So, Swordsman is really hot, right?

Daredevil and Karen Page
Photo: Marvel Television

Daredevil: Born Again Season 2, Episodes 2-3
"Shoot the Moon" / "The Scales and the Sword"
Writers: Dario Scardapane / Heather Bellson
Directors: Aaron Moorhead, Justin Benson / Solvan "Slick" Naim
Cast: Charlie Cox, Vincent D'Onofrio, Deborah Ann Woll, Wilson Bethel, Margarita Levieva, Lili Taylor, Tony Dalton, Michael Gandolfini, Nikki M. James, Arty Froushan, Genneya Walton, Zabryna Guevara, Clark Johnson, Ayelet Zurer, Camila Rodriquez


"Integrity can cost." What was inferred in the premiere is now text, actual dialogue spoken aloud by one character to another. This season is about integrity and the cost of maintaining it in the face of truly incomprehensible adversity. Every character is facing some moral dilemma, some real "roads diverged in a yellow wood" type stuff — and Daredevil: Born Again has wasted no time in ratcheting up the tension. The show is paced like a house on fire.

What makes Born Again Season 2 already feel leaps and bounds better and bolder than Season 1 is its cast. I frequently moaned about how sparse Season 1 felt, how it felt like Daredevil was the only character on the show. The opposite is true of Season 2. In fact, the cast is so stacked that it borders on distracting, like Daredevil is being edged out of his own show. That's a complaint that could potentially be made, but it's not one that I'm ready to make just yet — because the entire cast is truly crushing it, and there is more than enough story to go around.

These two episodes, "Shoot the Moon" and "The Scales and the Sword," were released together, and it makes sense, structurally. These two feel like a two-parter in spirit if not name, as they primarily deal with — surprisingly — wrapping up the whole Northern Star, AVTF reign of terror, and vigilante internment storylines. Okay, I don't actually think all those plotlines are over, but I think there's a version of this show from the 2010s where 13 70-minute episodes were devoted to the build-up to Jacques Ducquesne's show trial. The fact that the show blew through this much plot, this thoroughly, this quickly, has me excited for what's coming next.

But to back up a bit — let's start with what Daredevil himself is up to. He and Karen are trying to track down the sole survivor from the initial Northern Star wreck, a hunt that gets derailed when Mayor Fisk gets the brilliant idea to plaster the "missing" Matt Murdock's face all over the city under the guise of "bringing the hero home." Now the AVTF is looking for Daredevil and every New Yorker is looking for Murdock. It's pretty genius — but that plan is still not a match for the tried-and-true MCU disguise of sunglasses and a baseball cap. And in Karen's case, a Party City bob.

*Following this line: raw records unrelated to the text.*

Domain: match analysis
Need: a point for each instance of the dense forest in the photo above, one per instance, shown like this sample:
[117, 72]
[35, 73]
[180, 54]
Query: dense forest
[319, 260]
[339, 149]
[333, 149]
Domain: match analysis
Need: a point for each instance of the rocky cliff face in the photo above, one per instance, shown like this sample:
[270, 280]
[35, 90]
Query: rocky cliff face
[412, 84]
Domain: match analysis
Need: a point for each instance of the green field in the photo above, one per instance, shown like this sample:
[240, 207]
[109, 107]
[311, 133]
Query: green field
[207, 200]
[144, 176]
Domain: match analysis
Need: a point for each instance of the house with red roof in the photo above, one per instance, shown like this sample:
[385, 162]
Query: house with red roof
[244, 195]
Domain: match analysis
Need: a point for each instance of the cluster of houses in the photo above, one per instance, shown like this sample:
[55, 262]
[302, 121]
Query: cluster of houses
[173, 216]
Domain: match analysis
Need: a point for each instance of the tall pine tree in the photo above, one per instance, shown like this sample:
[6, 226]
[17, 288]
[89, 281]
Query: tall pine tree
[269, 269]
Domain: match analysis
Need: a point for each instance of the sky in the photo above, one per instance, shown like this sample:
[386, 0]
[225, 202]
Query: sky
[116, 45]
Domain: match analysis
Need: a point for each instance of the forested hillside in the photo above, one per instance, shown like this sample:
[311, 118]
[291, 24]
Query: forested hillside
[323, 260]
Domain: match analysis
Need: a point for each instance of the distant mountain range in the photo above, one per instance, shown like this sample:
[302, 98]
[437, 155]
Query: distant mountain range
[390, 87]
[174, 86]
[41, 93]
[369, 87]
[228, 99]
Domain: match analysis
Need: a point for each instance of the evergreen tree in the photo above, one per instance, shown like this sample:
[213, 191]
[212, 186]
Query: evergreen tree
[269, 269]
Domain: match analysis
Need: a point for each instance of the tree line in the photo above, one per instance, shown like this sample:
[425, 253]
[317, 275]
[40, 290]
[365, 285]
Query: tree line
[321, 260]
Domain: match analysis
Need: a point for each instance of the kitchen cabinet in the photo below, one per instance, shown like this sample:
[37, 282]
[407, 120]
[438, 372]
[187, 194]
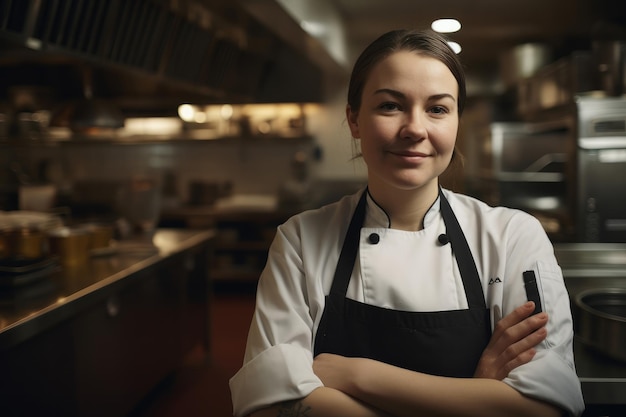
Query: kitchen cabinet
[243, 238]
[242, 243]
[114, 341]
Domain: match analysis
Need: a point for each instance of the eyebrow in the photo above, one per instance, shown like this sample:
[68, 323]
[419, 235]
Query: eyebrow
[398, 94]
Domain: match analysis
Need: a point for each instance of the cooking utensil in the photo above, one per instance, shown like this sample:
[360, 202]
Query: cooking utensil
[71, 245]
[600, 320]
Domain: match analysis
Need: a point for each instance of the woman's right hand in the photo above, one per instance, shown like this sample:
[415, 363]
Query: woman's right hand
[512, 343]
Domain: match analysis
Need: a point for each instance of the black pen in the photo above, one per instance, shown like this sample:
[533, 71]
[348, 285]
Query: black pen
[532, 292]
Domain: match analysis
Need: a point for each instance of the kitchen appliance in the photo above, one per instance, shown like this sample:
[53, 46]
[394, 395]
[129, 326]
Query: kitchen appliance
[600, 320]
[601, 169]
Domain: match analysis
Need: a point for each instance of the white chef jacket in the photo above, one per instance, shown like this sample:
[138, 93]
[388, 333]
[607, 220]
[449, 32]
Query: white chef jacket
[406, 270]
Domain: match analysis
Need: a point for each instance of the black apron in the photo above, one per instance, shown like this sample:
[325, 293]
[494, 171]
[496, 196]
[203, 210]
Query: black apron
[446, 343]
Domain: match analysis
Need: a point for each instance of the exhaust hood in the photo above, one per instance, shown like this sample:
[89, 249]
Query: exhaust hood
[149, 56]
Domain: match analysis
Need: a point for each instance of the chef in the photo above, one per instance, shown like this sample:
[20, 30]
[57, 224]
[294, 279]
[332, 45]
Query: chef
[395, 299]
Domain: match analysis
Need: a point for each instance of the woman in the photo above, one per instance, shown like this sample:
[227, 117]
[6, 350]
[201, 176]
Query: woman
[405, 299]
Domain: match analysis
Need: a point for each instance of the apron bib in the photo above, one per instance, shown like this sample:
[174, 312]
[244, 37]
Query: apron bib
[446, 343]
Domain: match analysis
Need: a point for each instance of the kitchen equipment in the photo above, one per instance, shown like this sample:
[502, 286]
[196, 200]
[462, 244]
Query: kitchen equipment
[601, 168]
[566, 167]
[600, 320]
[139, 203]
[37, 197]
[23, 234]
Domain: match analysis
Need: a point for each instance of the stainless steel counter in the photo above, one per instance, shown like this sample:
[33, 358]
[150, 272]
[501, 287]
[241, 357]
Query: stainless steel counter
[587, 266]
[31, 308]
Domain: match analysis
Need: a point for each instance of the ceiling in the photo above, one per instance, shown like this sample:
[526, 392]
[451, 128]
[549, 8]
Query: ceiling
[490, 28]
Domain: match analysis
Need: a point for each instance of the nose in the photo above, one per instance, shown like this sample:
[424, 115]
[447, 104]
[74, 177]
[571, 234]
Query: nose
[414, 126]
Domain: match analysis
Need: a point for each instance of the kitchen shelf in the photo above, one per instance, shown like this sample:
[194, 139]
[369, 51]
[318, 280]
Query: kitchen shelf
[243, 238]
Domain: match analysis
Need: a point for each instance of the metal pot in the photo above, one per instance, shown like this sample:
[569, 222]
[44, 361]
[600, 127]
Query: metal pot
[600, 320]
[71, 245]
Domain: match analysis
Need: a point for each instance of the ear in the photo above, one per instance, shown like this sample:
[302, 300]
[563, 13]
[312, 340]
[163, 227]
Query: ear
[352, 117]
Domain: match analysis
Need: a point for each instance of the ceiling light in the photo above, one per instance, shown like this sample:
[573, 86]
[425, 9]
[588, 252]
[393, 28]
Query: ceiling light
[446, 25]
[455, 47]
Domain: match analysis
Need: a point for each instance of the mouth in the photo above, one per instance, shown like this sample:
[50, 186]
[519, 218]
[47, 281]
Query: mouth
[409, 154]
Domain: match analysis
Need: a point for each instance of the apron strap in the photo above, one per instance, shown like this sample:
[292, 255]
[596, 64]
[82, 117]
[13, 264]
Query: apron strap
[465, 260]
[349, 251]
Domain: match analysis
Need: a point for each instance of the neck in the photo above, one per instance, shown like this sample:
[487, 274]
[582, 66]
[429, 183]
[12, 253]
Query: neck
[405, 208]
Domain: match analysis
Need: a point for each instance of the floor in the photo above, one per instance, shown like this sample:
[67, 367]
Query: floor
[200, 387]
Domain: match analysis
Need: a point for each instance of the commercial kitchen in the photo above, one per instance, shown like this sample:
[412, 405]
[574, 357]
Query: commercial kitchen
[150, 148]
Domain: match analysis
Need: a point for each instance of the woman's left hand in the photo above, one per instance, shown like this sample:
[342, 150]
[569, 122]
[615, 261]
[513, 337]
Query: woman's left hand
[512, 343]
[336, 371]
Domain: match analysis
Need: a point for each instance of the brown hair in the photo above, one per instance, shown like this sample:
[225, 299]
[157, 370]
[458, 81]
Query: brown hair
[425, 42]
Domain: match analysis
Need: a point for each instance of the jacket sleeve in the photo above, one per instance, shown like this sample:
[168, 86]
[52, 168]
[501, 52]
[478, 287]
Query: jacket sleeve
[278, 359]
[551, 375]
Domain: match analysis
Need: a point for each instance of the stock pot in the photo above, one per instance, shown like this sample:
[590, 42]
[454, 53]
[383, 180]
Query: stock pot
[600, 320]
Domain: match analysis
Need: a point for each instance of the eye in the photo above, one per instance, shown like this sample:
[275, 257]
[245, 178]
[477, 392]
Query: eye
[388, 106]
[439, 110]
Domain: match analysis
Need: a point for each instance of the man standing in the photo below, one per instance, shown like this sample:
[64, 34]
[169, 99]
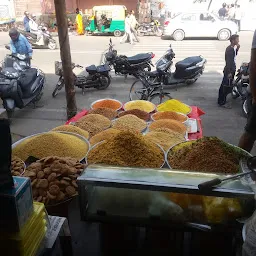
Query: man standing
[229, 70]
[26, 21]
[19, 43]
[134, 23]
[238, 17]
[249, 136]
[223, 11]
[35, 30]
[128, 33]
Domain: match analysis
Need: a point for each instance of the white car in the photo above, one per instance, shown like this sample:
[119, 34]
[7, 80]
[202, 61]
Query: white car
[198, 24]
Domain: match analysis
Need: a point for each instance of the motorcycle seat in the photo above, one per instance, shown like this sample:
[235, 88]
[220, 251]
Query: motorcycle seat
[91, 69]
[136, 59]
[188, 62]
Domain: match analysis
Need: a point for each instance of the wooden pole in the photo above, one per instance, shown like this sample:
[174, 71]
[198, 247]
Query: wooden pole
[62, 24]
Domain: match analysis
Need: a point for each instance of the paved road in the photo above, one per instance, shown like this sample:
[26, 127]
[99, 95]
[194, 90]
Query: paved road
[225, 123]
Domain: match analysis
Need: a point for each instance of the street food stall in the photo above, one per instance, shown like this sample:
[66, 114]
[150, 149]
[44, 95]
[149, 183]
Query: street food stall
[136, 165]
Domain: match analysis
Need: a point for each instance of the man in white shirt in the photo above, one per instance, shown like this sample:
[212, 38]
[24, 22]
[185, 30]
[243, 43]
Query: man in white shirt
[127, 28]
[35, 30]
[134, 23]
[238, 16]
[249, 136]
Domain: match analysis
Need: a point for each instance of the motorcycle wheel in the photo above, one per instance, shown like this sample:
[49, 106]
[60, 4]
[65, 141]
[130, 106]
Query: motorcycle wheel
[159, 32]
[138, 91]
[52, 45]
[159, 98]
[57, 89]
[246, 107]
[104, 83]
[140, 32]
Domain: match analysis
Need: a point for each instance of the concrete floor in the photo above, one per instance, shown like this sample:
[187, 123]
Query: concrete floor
[225, 123]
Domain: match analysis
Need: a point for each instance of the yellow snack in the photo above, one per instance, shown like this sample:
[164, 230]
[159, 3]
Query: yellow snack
[72, 128]
[51, 144]
[141, 105]
[174, 105]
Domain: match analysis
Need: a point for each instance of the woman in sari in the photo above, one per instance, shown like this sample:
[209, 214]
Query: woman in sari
[79, 23]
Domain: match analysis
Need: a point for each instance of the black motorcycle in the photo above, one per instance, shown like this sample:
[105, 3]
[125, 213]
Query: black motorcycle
[20, 84]
[98, 77]
[123, 65]
[150, 29]
[187, 70]
[241, 87]
[48, 41]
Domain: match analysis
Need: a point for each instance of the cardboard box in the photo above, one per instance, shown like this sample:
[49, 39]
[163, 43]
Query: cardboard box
[16, 205]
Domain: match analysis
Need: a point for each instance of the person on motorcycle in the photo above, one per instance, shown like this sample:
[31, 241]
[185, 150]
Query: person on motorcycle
[19, 43]
[249, 136]
[134, 24]
[34, 29]
[26, 21]
[229, 70]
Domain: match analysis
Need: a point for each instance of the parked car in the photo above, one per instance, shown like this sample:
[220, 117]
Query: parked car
[198, 24]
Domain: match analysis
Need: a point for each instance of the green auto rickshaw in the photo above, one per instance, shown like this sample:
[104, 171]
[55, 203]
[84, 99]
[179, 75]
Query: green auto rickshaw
[107, 19]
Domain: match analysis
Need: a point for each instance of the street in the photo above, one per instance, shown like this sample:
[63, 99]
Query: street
[86, 50]
[227, 124]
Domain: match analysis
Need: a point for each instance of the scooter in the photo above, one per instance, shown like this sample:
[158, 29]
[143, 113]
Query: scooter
[20, 84]
[150, 29]
[98, 77]
[187, 71]
[48, 41]
[123, 65]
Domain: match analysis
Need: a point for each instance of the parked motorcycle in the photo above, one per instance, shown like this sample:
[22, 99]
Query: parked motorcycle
[20, 84]
[187, 71]
[49, 42]
[98, 77]
[124, 65]
[241, 87]
[150, 29]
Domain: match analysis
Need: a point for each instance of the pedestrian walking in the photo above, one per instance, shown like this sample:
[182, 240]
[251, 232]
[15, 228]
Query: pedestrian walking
[128, 34]
[231, 12]
[238, 16]
[223, 11]
[249, 136]
[229, 70]
[134, 24]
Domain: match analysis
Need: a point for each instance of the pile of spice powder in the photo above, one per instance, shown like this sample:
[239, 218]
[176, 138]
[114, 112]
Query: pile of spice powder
[169, 115]
[166, 140]
[93, 123]
[73, 129]
[127, 149]
[51, 144]
[107, 112]
[137, 112]
[209, 154]
[141, 105]
[129, 123]
[170, 124]
[174, 105]
[104, 135]
[107, 103]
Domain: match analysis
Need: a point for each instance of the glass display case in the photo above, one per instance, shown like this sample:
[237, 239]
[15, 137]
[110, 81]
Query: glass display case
[144, 196]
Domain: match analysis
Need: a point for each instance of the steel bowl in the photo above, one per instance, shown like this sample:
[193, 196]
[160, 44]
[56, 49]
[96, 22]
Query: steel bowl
[184, 122]
[70, 133]
[97, 144]
[121, 105]
[141, 109]
[168, 151]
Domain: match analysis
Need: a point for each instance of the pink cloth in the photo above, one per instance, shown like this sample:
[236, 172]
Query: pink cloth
[196, 113]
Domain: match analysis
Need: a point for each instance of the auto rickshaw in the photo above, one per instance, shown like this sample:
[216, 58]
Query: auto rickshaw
[107, 19]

Still, we get to see a new side of Matt this time, one that we haven't seen over this character's incredibly long run on TV: swashbuckling Daredevil. Okay, he's not quipping and the tone of the show is as grim as ever, and DD ends every fight by having what sounds like an asthma attack, but he cracks smiles now. Look at the end of "Shoot the Moon," when his and Karen's hideaway in the back of Josie's is raided by AVTF cops. He smiles after grabbing a gun. It's a weird takeaway, maybe, but I'm happy that Matt has found a kind of internal/external harmony ... even if it came with the sacrifice of his secret identity.

And then there's Karen, who is every bit Daredevil's equal in terms of life-on-the-line-ness. Karen is out there in the field, with Matt, fighting — and capturing! — enemy combatants. This is a Karen who, the show recognizes, has been through some shit — and a Karen who has two vigilante role models in her life. After being run out of their home, Karen and Matt reconvene at Frank Castle's old hideout. Karen managed to bring an AVTF agent, a textbook whippersnapper, back with her, much to DD's chagrin. But this guy wants to help, and he has an access key to the Red Hook dock as an offering. It's a good thing that Matt's a human lie detector.

But as simpatico as Karen and Matt seem, I do like how this scene puts tension on their partnership. First of all, capturing an AVTF agent, "hunting" them as Karen says, doesn't sit right with Matt. And then there's Karen's simmering inclination towards an "ends justify the means" approach that Matt just can't get behind. Living in the world as it is now, I hear everything Karen is saying, and I hear her exasperation when she has to say that, ugh, no, of course killing Fisk is wrong, yadda yadda yadda. But, as she points out, Vanessa had Foggy — their best friend — killed ... "and nothing fucking happened."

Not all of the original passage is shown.